AT&T Broadband Goes For Tiered Pricing
from the wrong-way... dept
A few months ago all the cable broadband providers started discussing tiered pricing for their service. One of the things they said was that the plan wasn’t to penalize higher bandwidth users, but to offer lower introductory fees to try to get more people to sign up. I actually thought this was a much smarter way to offer tiered pricing, and would help these companies get many more subscribers. Apparently, AT&T Broadband wasn’t a part of those discussions, or changed its mind. Instead of offering a lower priced introductory offer for slower broadband that might convince more people to sign up, they’re launching a more expensive options for people who want slightly more bandwidth. I doubt many people will sign up for it. It’s nearly twice as expensive, and the bandwidth difference isn’t worth it. Makes you wonder who’s making decisions over there.
Comments on “AT&T Broadband Goes For Tiered Pricing”
Crazy
This makes no sense. They need more subscribers before they can try to get higher end subs. There aren’t many compelling apps that require 3mbps yet. And if you are going to launch a high speed service, maybe you should bundle in some apps that can take advantage of the speeds.
GREED
It’s all about GREED, and this is just the precursor to higher bandwidth charges across the board. Watch the company try to grub as much $$$ out of subscribers as possible.
Tiered Pricing
Pretty much all of the stuff I’ve seen on tiered pricing is to bump up for the higher bandwidth rather than drop down for the lower–I agree this is a bad way to do it. I would guess for 80% of the people who don’t have broadband the high cost is the reason (20% due to availabilty for them). Lower the price for an “entry level” broadband and watch how many more subscribers they’d have, not to mention that a certain percentage might pony up to the higher speed once they get a taste.
But I still don’t know about the tiered pricing in general–my problem with it is that it doesn’t reflect the costs so they’re charging more for something that doesn’t cost them more. Once the line is there and everything is installed, does a 500k cable connection cost less than a 3 mb?
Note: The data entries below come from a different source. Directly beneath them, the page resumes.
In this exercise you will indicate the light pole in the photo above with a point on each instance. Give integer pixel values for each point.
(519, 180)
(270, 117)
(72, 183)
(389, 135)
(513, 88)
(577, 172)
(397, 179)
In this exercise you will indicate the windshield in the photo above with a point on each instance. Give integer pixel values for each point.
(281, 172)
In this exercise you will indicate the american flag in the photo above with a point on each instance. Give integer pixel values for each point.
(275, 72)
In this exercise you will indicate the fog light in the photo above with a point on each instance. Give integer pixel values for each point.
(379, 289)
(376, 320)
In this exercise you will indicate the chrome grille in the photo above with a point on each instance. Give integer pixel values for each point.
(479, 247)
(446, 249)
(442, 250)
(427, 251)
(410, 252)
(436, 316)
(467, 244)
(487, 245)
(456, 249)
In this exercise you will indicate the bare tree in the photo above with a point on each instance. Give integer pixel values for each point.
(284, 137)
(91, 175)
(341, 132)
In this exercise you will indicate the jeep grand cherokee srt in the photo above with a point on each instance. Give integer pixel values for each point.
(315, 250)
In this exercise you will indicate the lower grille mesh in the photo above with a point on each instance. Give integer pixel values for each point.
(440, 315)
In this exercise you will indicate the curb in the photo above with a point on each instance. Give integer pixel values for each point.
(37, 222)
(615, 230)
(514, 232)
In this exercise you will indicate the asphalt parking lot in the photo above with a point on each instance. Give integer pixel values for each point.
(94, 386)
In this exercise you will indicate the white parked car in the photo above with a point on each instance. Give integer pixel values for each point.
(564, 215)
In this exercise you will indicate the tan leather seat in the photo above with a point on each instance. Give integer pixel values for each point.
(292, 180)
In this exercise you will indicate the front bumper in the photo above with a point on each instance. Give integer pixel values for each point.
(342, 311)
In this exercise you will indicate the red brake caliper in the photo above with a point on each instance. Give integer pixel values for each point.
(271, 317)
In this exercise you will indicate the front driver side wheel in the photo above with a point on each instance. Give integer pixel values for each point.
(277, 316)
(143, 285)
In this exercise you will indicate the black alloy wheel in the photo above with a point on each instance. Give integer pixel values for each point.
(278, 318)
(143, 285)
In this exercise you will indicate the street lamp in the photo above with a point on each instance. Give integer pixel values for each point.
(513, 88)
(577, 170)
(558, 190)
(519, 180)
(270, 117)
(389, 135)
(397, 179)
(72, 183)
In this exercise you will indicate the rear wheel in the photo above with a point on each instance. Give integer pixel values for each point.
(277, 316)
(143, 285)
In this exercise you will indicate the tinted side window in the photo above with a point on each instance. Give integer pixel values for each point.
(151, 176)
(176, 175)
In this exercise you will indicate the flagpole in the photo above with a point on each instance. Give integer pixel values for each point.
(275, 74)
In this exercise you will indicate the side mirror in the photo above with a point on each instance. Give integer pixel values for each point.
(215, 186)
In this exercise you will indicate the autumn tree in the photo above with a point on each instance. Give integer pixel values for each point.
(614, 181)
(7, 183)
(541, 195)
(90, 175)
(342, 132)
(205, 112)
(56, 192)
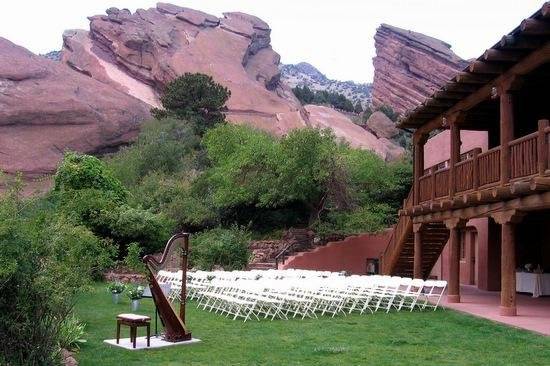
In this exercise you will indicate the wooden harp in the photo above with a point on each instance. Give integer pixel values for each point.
(174, 264)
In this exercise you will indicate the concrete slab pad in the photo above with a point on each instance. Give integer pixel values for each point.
(141, 343)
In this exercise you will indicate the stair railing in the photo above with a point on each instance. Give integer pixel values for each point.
(397, 239)
(282, 254)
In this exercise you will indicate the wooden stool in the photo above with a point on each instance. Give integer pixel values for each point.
(133, 321)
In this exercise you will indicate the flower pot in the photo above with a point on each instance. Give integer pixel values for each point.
(135, 305)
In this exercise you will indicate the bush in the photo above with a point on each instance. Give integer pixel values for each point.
(133, 260)
(80, 171)
(196, 98)
(44, 263)
(71, 334)
(227, 248)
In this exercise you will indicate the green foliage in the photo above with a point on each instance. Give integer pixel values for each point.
(167, 146)
(194, 97)
(358, 108)
(227, 248)
(80, 171)
(339, 101)
(44, 262)
(133, 260)
(135, 292)
(71, 334)
(116, 287)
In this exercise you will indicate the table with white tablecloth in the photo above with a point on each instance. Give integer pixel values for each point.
(537, 284)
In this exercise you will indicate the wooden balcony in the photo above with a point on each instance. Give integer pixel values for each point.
(477, 171)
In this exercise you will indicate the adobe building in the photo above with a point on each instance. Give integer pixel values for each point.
(479, 210)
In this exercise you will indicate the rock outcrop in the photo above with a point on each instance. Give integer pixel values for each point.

I would think support is perhaps the biggest cost, that the truth is lower bandwidth users are the ones who are more expensive to support–high bandwidth users tend to be more computer savy and fix their own problems.
I do see one exception–I can understand truly excessive users paying more–say people doing major filesharing or what have you–at some point their “hogging” bandwidth has a negative impact on the rest of network.
steve
No Subject Given
If it came with multiple IP addresses, it might make sense for a house full of gamers, but for the vaste majority of people this kind of service makes no real sense.
It's a start
I’m glad to see that after all this time they’re at least offering more bandwidth. The price of the addition bandwidth is too high though. I’d pay more for a static IP and the ability to host my own server(s) without the need for a ddns service.
They will offer a lower-priced tier
The news I read today says that AT&T will eventualy be offering a slower, lower-priced tier to attract more people away from dialup.
I have their current service (claimed 1.5M/256K) and I’m in one of the areas to offer the faster service, but it doesn’t seem like my connection ever achieves the rated speed. I’m certainly not going to pay more unless there’s some guarantee of throughput. I think that may be the hidden danger in offering tiered pricing for cable modem service. I can put up with practically anything because it’s better than dialup, but if I pay for the expensive plan and the resulting speed is little or no better than a cheap plan, then customer service will be hearing from me.